ISLAMABAD: Lahore High Court’s (LHC) order for removing Nawaz Sharif’s name from no-fly list vindicated government’s stance, as the undertakings submitted by the Sharif brothers before the court of law had more value than indemnity bond sought by the government, said Special Assistant to Prime Minister on Accountability Mirza Shahzad Akbar and Attorney General Mansoor Khan at a joint press conference here on Sunday.
PM’s aide Akbar said as per law the name of a convict could not be removed from the Exit Control List (ECL), adding the LHC granted permission to the Pakistan Muslim League-Nawaz (PML-N) supremo to proceed abroad for medical treatment on humanitarian grounds. The LHC decision had reinforced the government’s stance over the issue,” he said.

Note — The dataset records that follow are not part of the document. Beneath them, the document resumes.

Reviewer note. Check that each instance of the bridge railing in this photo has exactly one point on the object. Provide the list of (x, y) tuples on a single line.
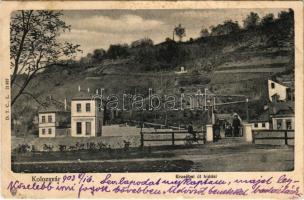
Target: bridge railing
[(275, 135), (173, 138)]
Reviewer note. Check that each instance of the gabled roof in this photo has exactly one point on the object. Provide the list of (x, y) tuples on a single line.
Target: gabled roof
[(51, 106), (282, 108), (83, 95), (263, 117)]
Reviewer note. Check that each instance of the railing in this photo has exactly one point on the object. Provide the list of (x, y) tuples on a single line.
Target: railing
[(285, 137), (172, 139)]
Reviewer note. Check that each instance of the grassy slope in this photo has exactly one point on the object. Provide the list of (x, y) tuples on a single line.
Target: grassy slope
[(251, 50)]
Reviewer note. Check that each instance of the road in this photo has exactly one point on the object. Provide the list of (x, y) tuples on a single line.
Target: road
[(211, 158)]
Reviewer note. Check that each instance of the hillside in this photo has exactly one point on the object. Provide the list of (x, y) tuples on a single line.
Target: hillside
[(237, 63)]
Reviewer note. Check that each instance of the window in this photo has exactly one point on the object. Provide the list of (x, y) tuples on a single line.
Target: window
[(88, 128), (88, 107), (272, 85), (279, 124), (288, 124), (78, 107), (50, 118), (78, 127), (43, 119)]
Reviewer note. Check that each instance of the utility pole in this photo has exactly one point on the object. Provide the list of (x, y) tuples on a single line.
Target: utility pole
[(247, 110), (206, 98)]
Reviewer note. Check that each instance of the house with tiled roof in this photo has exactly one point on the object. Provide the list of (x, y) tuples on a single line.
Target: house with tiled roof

He said the cabinet had decided to grant one-time permission to the former premier specifically for medical treatment, adding the permission was for four weeks. He said it was also decided that upon completion of his treatment Sharif would return to the country and face the cases against him. “His return would also be ensured.”
The PM’s aide alleged the Sharif family had a precedent of not returning to the country when allowed to go abroad. He said the amount of indemnity bond for Sharif was determined on the basis of sentences awarded to him in various cases and added the court had taken a written undertaking from them (Sharif family) instead of an indemnity bond. “Any violation of undertaking given by PML-N President Shahbaz Sharif to the LHC would constitute a criminal offence,” he said. Akbar said the court order would be discussed in the cabinet meeting on Tuesday.
Attorney General Mansoor Khan also stressed the LHC decision was purely based on humanitarian grounds and merits of the case were yet to be decided as no legal reason was given in the order.
He said it was an interim order, which did not reject the government’s stance as the case would be resumed for final decision to look into the merits of the case in January 2020. He said the undertaking before the court of law had more value than indemnity bond the government was asking for, adding: “If the signatories — Nawaz Sharif and his brother Shahbaz Sharif — did not fulfill their commitment to the courts then they could be tried under Contempt of Court Ordinance and Articles 61 and 62-B of the Constitution”.
He said after the written order of the court, the matter would be taken up by the cabinet which would decide whether it should file an appeal or not.